Locust Street Letters

By Frank Lawrence Vernon

Philadelphia: St. Mark's Church, Locust Street.




Wednesday, Friday and Saturday of this week are Ember Days, days of prayer "for those who are to be admitted into Holy Orders." The Ember Days occur "at the Four Seasons, being the Wednesday, Friday and Saturday after the First Sunday in Lent; the Feast of Pentecost; September 14 and December 13th." The The Prayer Book provides a Collect, Epistle and Gospel for the Ember Days and two prayers, one or the other to be used at the Choir Offices of Daily Morning and Evening Prayer.

The Ember Days are included in the Prayer Book Table of Fasts, "on which the Church requires such a measure of abstinence as is more especially suited to extraordinary acts and exercises of devotion." Abstinence from flesh meat fulfils this regulation.

The Collect for today is a prayer for the ministers and stewards of the mysteries, and is directly addressed to Our Lord Jesus Christ who livest and reignest with the Father, and the Holy Spirit ever, one God, world without end." The Ember Collect is also used.

The Epistle is from Saint Paul's First Epistle to the Corinthians and sets forth the Apostle's teaching that the ministers, that is servants, of Christ are the "stewards of the mysteries of God." "It is required in stewards," writes Saint Paul, "that a man be found faithful."

The Preface to the Ordinal states, "It is evident unto all men, diligently reading Holy Scriptures and ancient Authors, that from the Apostle's time there have been these Orders of Ministers in Christ's Church,—Bishops, Priests and Deacons."

"Receive the Holy Ghost for the Office and Work of a Bishop in the Church of God." These are the words of the Bishops as they lay their hands upon the head of the Elected Bishop.

"Receive the Holy Ghost for the Office and work of a Priest in the Church of God." These are the words of the Bishop when he lays Hands upon the Head of every one that receiveth the Priesthood.

The Bishops have continued as the stewards of the mysteries which they have received through unbroken succession from the Apostles, upon whom the Lord Jesus breathed, and said unto them, "Receive ye the Holy Ghost: Whose soever sins ye remit, they are remitted unto them; and whose soever sins ye retain, they are retained."

The mysteries of Grace and Truths are God's mysteries.
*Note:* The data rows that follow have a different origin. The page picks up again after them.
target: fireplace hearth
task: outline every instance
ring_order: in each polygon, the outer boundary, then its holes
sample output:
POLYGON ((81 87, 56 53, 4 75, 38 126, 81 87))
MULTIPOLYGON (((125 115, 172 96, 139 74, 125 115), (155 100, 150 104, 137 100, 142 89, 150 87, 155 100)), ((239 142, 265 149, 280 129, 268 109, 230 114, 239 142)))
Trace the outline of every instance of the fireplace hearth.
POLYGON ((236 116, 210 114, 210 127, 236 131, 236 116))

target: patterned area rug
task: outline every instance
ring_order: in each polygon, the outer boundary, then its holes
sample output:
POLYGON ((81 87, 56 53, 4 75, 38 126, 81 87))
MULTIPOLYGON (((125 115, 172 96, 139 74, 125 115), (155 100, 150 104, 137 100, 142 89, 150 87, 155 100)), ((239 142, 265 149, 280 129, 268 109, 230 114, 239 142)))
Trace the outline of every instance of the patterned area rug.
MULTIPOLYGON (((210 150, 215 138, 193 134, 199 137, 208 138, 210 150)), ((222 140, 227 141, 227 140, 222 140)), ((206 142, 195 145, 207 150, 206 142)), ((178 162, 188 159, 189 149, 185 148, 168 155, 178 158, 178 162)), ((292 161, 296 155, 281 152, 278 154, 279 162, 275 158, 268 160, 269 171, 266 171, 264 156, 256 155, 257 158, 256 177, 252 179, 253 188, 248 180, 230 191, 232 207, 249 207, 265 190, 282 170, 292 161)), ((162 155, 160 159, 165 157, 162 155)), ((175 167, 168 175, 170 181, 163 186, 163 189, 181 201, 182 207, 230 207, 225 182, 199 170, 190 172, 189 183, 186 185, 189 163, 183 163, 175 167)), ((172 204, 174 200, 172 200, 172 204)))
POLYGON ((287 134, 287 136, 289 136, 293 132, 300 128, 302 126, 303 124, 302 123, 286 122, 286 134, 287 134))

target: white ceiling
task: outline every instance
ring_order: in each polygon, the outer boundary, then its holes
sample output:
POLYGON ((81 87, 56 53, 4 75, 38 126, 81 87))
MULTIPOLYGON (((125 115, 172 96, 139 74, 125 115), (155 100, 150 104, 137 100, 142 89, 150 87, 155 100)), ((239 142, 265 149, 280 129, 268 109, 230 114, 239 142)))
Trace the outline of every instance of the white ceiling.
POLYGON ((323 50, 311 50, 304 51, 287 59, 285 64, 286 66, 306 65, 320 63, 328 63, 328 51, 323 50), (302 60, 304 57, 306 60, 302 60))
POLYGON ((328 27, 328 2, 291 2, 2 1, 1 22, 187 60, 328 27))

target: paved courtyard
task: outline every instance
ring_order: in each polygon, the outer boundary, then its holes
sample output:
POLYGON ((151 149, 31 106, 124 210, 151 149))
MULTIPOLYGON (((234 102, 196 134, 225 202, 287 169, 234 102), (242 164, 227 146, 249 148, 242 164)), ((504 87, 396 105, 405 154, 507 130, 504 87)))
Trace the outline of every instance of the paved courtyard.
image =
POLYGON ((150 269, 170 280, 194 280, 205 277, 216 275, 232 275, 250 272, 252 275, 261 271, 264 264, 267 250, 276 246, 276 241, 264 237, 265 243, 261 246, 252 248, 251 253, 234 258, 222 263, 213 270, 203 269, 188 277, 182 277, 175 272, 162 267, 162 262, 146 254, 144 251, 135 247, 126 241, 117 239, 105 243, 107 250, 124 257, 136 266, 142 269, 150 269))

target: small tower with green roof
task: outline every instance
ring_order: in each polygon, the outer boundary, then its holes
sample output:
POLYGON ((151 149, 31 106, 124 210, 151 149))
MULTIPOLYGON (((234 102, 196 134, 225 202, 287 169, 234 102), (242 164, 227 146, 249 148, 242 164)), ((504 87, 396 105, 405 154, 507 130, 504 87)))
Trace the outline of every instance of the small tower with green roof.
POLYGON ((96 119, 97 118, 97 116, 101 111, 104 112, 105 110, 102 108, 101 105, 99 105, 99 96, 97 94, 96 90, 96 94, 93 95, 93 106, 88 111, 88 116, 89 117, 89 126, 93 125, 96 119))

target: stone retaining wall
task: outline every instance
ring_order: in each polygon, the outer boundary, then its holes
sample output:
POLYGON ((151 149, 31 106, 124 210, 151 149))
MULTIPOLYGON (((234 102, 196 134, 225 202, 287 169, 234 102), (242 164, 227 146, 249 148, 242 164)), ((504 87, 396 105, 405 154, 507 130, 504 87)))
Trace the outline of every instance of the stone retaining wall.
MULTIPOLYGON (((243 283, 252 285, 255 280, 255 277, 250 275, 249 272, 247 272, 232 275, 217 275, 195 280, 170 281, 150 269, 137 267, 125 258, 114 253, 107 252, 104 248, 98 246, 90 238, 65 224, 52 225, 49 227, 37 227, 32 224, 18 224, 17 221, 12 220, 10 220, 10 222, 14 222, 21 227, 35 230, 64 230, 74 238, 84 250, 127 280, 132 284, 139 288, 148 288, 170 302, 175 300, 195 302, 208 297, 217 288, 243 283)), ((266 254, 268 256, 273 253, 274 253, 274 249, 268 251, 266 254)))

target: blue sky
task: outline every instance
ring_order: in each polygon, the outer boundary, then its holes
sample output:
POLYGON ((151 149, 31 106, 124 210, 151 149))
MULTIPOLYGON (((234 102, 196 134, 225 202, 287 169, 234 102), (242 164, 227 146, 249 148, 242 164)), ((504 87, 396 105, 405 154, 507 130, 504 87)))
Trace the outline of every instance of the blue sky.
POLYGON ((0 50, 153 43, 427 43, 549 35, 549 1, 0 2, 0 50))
The Bishops and Priests are God's stewards. They administer what God only can give. There is no function so utterly impersonal as that exercised by a Bishop or Priest in the Church of God. Because this function is so utterly impersonal, I can risk being personal, when I write to you the record of just this one day, an ordinary day shared by brother priests all over the world.

Early this morning I offered the Holy Sacrifice to the Divine Majesty, humbly beseeching Him that we, and all the whole Church, might obtain remission of our sins, and all other benefits of His Passion.

At the Altar-rail, and in two hospitals, I gave Holy Communion to waiting Christians. "The Body of Our Lord Jesus Christ, which was given for thee, preserve thy body and soul . unto everlasting life." In the afternoon, in a third hospital, and after that in a sick room, I gave to two waiting Christians the Absolution that Our Lord Jesus Christ has left power in His Church to pronounce. "By His authority committed to me, I absolve thee from all thy sins, in the Name of the Father, and of the Son, and of the Holy Ghost."

Tonight at Evensong I knew that my people had been visited by the Lord and Giver of the mysteries of love and grace. And I thanked Him, that I, who am not worthy so much as to gather up the crumbs under His table, had been allowed to serve Him as His steward.